米州(Americas)は、売上総利益のオーガニック成長率は-5.0%となった。主要マーケットである米国がマイナス成長となる一方、米ドルに対して円安が進んだ影響などにより、Americasの売上総利益は1561億2900万円(前年同期比1.5%増)となったものの、為替影響を除いた減収などにより、調整後営業利益は293億9800万円(同11.8%減)となった。
EMEA(ヨーロッパ、中東およびアフリカ)のオーガニック成長率は、-0.2%となり、ドイツ、イタリア、スイスなどはマイナス成長だったが、英国、スペイン、ポーランドなどはプラス成長。英ポンドやユーロに対する円安が進んだ影響などにより、EMEAの売上総利益は1379億5200万円(前期比13.7%増)となった。
為替影響を除いた減収にも関わらず、経営基盤の再構築によるコスト削減効果の一部発現を含む販管費抑制などにより、調整後営業利益は121億4300万円(前期比113.1%増)となっている。
APAC(日本を除くアジア太平洋)における売上総利益のオーガニック成長率は-3.8%で、オーストラリア、中国、台湾などはマイナス成長だったが、インドなどはプラス成長。ただ、中国元などさまざまな通貨に対する為替レートが円安となったことにより、APACの売上総利益は495億5400万円(前期比5.1%増)となった。

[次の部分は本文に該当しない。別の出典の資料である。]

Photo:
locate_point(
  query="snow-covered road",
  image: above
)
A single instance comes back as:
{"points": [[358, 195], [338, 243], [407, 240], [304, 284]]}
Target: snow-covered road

また、経営基盤の再構築によるコスト削減効果の一部発現を含む販管費抑制などにより、調整後営業損失は32億1300万円(前期は調整後営業損失41億9100万円)となった。
2026年度連結業績予想
2026年度連結業績は、オーガニック成長率は0-1%(前期は0.5%)、収益は前期比2.9%増の1兆4915億円、売上総利益は前期比2.7%増の1兆2302億円、調整後の営業利益は前期比1663億円、営業利益は1526億円、当期利益は697億円と予想している。
中期経営計画のアップデート
中期経営計画アップデートの要旨基本方針は現在の中期経営計画を維持し、2026-2028年の計画として再設計。収益性の回復と財務健全化を最優先に取り組むという。
経営基盤の再構築による収益性の回復では、2027年度に500億円超のオペレーティング・コスト削減を達成見込みで、2021年1月時点で1000以上あった海外事業法人を2026年1月時点で半減。2026年度は、70-80程度の海外事業法人数を削減する見込みだという。そして、2028年度までに、50-80程度の削減を検討する。
不振ビジネス見直しにより赤字マーケットをゼロにする計画では、2027年度に赤字マーケットゼロの実現し、2028年度に全4リージョンが株主価値向上に貢献する。
重点マーケット、重点領域への投資では、2027年度以降は、通常の事業運営上の投資と一体で管理し、グローバルHQコスト削減額の一定割合をAI・データ&テクノロジー領域へ投資し、M&Aは、当面抑制的に検討する。
日本・米国を重点マーケットに設定する計画では、領域は踏襲。AI戦略は、オープンエコシステムを基本思想にパートナー連携を強化してするという。